ATTENTION PENNSYLVANIA VOTERS: Rep. Pat Toomey is challenging Sen. Arlen Specter for the Republican nomination. Toomey is a Reagan conservative; Specter is . . . not. The White House is backing Specter because it’s reflexively pro-incumbent; but surely George W. Bush’s heart — and Karl Rove’s — is with Toomey.

Toomey is a sterling guy — smart, principled — who was reared in a patriotic Democratic union household. With a little backing and attention, he can win the Republican senatorial nomination. Specter is not inevitable. Only the lazy acceptance that he is will make him so.

Go, Toomey.

Further on the subject of politics (I would say intra-Republican politics, but that would dignify Specter): Reagan conservatives like me are going to have a devil of a time in the Indiana governor’s race next year. It seems that two of our best — Dave McIntosh and Mitch Daniels — are going to run for the Republican nomination. Each is bright, engaging, experienced — true blue. “One of us.” McIntosh won the nomination last time and lost the general; Daniels — who is now Bush’s OMB director — would be a fresh candidate. (Bear in mind, however, that it often helps to have run and lost, voters wanting to look you over once or twice — or thrice.) Either would be a splendid governor.

Pity that two stars have to go after the same prize, when the usual case is that you have no star in the race at all!

Impromptusites may recall an interview I did recently with the Canada-based webzine EnterStageRight. Roger Kimball — the super-brilliant editor and writer at The New Criterion — has also done an interview, found here. After reading it, and digesting it, and incorporating it, one should be awarded some kind of degree. I myself intend to read it again.

An Iraqi citizen was quoted as saying that he wanted from the Americans “democracy, whisky, and sexy.” Quipped Bill Maher, “I hate to break it to you, pal, but Clinton isn’t president anymore.”

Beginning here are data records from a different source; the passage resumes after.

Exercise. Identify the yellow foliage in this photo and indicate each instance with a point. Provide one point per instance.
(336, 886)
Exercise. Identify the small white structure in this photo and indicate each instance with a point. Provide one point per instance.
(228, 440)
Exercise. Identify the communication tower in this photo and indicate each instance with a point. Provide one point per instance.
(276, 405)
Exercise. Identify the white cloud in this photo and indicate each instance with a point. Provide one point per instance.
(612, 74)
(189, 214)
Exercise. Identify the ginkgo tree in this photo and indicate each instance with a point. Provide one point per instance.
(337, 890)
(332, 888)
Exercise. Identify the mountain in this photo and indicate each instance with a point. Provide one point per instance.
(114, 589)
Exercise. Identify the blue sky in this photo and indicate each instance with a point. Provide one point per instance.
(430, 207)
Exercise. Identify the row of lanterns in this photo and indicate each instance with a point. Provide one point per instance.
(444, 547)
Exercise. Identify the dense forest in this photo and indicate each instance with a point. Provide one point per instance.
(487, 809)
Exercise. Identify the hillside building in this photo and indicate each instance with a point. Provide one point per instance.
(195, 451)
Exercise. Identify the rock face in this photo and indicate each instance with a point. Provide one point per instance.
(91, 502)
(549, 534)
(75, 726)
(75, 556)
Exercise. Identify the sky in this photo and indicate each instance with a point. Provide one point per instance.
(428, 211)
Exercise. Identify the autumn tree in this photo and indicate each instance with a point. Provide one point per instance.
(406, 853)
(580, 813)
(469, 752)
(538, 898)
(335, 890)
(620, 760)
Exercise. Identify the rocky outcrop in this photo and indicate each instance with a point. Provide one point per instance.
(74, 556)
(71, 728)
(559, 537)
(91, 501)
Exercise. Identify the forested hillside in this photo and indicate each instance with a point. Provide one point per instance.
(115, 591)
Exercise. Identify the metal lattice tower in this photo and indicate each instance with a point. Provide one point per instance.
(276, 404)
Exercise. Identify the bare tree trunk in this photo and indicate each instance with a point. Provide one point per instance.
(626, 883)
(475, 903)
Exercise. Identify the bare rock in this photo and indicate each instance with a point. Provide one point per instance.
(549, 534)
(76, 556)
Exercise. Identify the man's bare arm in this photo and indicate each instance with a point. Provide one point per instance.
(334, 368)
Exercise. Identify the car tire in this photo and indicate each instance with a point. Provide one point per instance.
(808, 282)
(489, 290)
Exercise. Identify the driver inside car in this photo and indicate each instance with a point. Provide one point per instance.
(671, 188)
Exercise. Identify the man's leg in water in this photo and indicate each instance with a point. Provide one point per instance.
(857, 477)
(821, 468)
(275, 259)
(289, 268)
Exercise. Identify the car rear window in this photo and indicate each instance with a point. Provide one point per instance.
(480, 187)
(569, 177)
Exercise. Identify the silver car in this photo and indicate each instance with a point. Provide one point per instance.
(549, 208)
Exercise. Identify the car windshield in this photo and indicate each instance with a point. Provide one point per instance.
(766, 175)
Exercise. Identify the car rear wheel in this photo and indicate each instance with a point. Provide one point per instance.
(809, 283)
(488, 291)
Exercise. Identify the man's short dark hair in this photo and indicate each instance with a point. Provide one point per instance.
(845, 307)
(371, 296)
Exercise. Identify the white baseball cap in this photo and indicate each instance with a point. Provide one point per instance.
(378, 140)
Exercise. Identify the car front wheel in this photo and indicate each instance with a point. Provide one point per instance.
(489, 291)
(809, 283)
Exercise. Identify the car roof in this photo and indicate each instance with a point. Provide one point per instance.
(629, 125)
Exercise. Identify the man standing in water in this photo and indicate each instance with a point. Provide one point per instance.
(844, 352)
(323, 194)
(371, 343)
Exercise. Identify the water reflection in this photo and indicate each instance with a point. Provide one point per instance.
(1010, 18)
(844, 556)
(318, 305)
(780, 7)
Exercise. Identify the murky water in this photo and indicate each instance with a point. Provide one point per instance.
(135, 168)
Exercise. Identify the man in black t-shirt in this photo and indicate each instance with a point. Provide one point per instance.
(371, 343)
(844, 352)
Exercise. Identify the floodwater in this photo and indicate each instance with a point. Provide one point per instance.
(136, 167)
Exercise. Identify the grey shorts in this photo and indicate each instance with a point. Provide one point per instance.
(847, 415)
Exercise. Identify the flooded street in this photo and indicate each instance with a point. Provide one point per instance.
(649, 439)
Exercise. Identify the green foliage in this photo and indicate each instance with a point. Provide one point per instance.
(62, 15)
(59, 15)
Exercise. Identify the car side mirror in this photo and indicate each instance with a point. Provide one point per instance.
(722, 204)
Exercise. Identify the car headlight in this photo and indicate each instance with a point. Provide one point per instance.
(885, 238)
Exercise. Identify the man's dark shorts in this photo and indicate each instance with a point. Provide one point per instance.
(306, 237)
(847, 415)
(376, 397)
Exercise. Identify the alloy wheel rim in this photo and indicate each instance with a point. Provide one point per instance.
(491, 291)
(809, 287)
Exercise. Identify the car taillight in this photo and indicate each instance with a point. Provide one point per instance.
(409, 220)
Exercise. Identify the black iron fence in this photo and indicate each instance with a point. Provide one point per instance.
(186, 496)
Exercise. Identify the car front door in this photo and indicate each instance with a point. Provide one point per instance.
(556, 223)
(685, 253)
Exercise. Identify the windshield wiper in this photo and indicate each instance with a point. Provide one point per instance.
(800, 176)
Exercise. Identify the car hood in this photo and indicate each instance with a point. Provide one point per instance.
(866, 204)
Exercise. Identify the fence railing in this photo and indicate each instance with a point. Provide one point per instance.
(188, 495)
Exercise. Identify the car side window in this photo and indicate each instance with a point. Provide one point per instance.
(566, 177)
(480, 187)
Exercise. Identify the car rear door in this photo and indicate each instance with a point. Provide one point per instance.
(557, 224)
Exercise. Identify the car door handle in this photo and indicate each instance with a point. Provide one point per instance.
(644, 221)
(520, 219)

Last week, a reader informed us that “the original commander of British forces in WWI was Sir John French.” Another reader — from Germany — adds, “There was a German general named Hermann von Francois.”

Curiouser and curiouser!

A reader writes, “While we’re changing the names of things — French fries, chicken French — let’s tackle French roast coffee. Should be known as: ‘coffee that leaves a bitter taste in your mouth.’”

“Hey, Jay: I just got done listening to Tchaikovsky’s ‘1812 Overture,’ and nothing gets me more pumped up. I guess any piece of music celebrating a victory over the French will do that to me.”

“Jay, I have underestimated French efficiency. I just realized that the red, white, and blue panels of their flag are perfectly designed. It only takes two quick folds to make it a white flag of surrender!”

“Jay, I thought you would ‘love’ this. I went to a New York Times story about Bush 41 not liking Rumsfeld that much, and in the margin there was an ad for an item in the NYT store. It was a picture of Castro and Che in an embrace. Cost: $195. It has the feel of, “There’s unrest in the administration and while you’re here, how about this sweet picture of two ‘revolutionaries’?”

Finally, since we’re being rather classical today, a reader paraphrases Juvenal to sum up a certain ex-president from Georgia: “He spoils his virtue with pride.”

Nice. I mean, the insight, not the malady.